Roads leading out of Athens’ 140-odd demes or townships were also lined with tombs. The funerary monuments that adorned the tombs were the nearest ancient Greek equivalent to the advertising billboards or hoardings that grace major highways today. They sought to arrest the attention of passersby and to impress upon them the prestige and importance of the families that could afford to erect such monuments.
Epigrams Commemorating the Dead
Many of the monuments, in fact, had epigrams commemorating the dead that address the traveler. One of the most famous of these epigrams—by the poet Simonides—marked the communal grave of the 300 Spartans who died fighting the Persians at Thermopylae in 480 B.C.
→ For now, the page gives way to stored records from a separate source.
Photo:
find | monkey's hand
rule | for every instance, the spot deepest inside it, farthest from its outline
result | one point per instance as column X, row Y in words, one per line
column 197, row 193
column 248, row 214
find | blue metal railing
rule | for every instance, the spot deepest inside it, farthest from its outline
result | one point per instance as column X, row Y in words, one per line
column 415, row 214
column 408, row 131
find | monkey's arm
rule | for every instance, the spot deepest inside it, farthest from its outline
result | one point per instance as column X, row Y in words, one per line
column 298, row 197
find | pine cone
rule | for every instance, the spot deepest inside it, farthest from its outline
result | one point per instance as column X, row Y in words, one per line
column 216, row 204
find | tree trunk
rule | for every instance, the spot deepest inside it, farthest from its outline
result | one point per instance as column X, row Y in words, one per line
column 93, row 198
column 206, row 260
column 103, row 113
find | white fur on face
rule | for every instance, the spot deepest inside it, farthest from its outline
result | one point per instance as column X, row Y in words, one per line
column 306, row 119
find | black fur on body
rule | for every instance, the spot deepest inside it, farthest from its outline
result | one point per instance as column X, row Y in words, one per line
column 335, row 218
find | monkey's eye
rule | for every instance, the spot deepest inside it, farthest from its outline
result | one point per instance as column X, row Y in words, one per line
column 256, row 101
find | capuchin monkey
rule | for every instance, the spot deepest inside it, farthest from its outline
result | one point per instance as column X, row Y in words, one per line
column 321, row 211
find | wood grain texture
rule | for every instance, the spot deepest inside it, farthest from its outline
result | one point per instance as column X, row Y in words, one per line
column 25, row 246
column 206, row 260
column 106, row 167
It reads, “Go tell the Spartans, stranger passing by, that here obedient to their law we lie.” Looking death straight in the eye. So there’s a kind of paradox at work here—unrestrained wailing on the one hand and dignified calm on the other. Both figures invariably exhibit the dignified calm. That’s what Greek tragedy is all about—looking death squarely in the eye.
Common Questions About Death in Ancient Greece
Q: What were the Greek monuments of death?
Tombs and the Ceramicus were the common Greek monuments of death.
Q: What is the Ceramicus?
The Ceramicus was the most prestigious burial ground in Athens. ‘Ceramicus’ means the ‘Potters’ Quarter’.
Q: Why were Greeks more unrestrained in their grief?
Ancient Greeks believed that the dead took pleasure in witnessing one’s display of grief, irrespective of whether it was completely sincere or not.
Q: How did the Greeks honor the dead?
Greeks honored the dead by following the three rites of passage, by building the tombs in the Ceramicus, and by offering the grave goods.